Medidas de Enfrentamento à violência doméstica durante a pandemia

No mês de julho de 2020 foi publicada a Lei n. 14022, que dispõe sobre medidas de enfrentamento à violência doméstica e familiar durante a emergência de saúde pública de importância internacional decorrente do coronavírus responsável pelo surto de 2019.


Vamos entender que instrumentos de proteção essa lei trouxe e como utilizá-la na prática.




Em primeiro lugar, é importante mencionar que essa lei regulamenta medidas de enfrentamento a violência doméstica e contra à mulher e de enfrentamento à violência contra crianças, adolescentes, pessoas idosas e pessoas com deficiência.
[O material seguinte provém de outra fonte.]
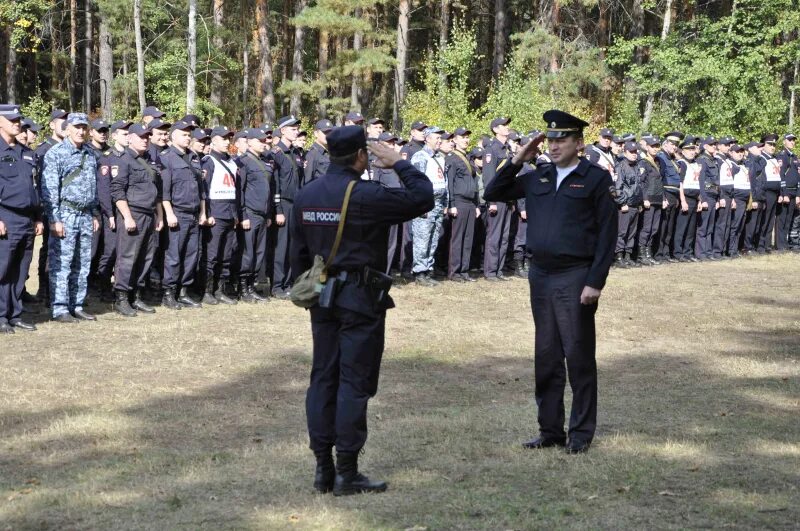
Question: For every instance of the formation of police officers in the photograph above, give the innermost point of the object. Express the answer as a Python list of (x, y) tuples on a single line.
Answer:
[(183, 215)]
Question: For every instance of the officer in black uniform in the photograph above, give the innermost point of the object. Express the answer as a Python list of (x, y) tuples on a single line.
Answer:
[(256, 171), (20, 219), (572, 230), (136, 192), (317, 159), (348, 332), (183, 201)]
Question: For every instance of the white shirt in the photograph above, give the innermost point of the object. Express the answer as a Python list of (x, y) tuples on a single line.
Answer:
[(562, 174)]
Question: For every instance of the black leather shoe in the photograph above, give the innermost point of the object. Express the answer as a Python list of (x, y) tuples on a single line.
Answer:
[(577, 446), (84, 316), (540, 442)]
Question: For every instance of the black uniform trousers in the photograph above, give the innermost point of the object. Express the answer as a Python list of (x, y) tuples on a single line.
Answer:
[(564, 330), (686, 229), (462, 232), (105, 264), (649, 223), (496, 244), (348, 348), (722, 227), (16, 254), (783, 224), (182, 252), (134, 252), (282, 273), (768, 223), (254, 246), (220, 249), (626, 230), (669, 218)]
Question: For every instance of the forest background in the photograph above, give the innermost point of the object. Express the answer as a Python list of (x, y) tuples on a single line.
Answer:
[(723, 67)]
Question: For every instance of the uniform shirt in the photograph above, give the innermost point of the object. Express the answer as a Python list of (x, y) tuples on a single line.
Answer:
[(59, 162), (317, 162), (667, 166), (222, 186), (373, 209), (790, 171), (137, 181), (288, 168), (256, 177), (107, 206), (461, 184), (574, 226), (19, 202), (182, 180), (709, 178)]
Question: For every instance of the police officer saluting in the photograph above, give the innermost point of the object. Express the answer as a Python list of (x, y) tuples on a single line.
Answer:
[(348, 327), (572, 229), (136, 191), (184, 211), (20, 219)]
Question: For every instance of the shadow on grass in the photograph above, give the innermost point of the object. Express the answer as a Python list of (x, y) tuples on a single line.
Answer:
[(447, 435)]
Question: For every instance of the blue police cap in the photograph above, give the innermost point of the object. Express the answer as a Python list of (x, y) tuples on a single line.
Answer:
[(561, 124), (10, 112), (346, 140)]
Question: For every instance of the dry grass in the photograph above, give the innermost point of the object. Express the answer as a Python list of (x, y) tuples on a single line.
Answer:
[(195, 419)]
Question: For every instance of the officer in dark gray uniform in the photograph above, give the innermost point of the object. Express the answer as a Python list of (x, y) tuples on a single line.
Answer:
[(572, 229)]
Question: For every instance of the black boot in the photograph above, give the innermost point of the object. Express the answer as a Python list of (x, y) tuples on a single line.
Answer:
[(325, 473), (168, 300), (185, 300), (122, 306), (244, 291), (209, 298), (221, 294), (349, 480)]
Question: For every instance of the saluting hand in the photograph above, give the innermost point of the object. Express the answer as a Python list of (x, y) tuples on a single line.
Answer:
[(529, 151), (385, 154)]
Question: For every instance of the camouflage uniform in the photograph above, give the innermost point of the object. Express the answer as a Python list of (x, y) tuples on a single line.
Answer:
[(74, 205)]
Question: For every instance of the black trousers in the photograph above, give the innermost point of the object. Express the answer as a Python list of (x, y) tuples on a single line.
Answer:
[(462, 233), (669, 218), (183, 250), (626, 230), (496, 244), (768, 222), (134, 252), (686, 229), (282, 273), (254, 246), (348, 348), (16, 254), (783, 224), (221, 247), (565, 330)]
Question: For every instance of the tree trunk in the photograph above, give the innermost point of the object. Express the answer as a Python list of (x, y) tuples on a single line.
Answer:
[(648, 107), (192, 68), (137, 28), (73, 54), (402, 61), (216, 74), (499, 37), (297, 59), (265, 80), (106, 70), (355, 88), (88, 59), (322, 60)]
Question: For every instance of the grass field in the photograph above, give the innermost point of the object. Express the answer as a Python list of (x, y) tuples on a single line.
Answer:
[(195, 419)]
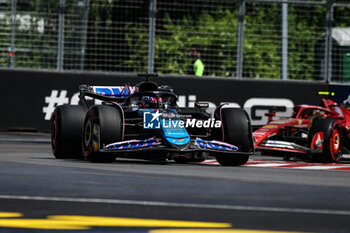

Vamos entender quem são esses grupos considerados vulneráveis:



Serviços de Proteção:


Os serviços relacionados ao atendimento às mulheres em situação de violência doméstica, às crianças, aos adolescentes, pessoas idosas e às pessoas com deficiência, foram incluídos nas atividades essenciais que não podem interromper o funcionamento.


Rede de proteção à mulher

Rede de proteção à criança e ao adolescente

Rede de proteção à pessoa idosa e pessoa com deficiência


Atendimento Presencial:


O poder público deverá adotar as medidas necessárias para garantir a manutenção do atendimento presencial de mulheres, idosos, crianças ou adolescentes em situação de violência, com a adaptação dos procedimentos estabelecidos na Lei nº 11.340, de 7 de agosto de 2006 (Lei Maria da Penha), às circunstâncias emergenciais do período de calamidade sanitária decorrente da pandemia da Covid-19.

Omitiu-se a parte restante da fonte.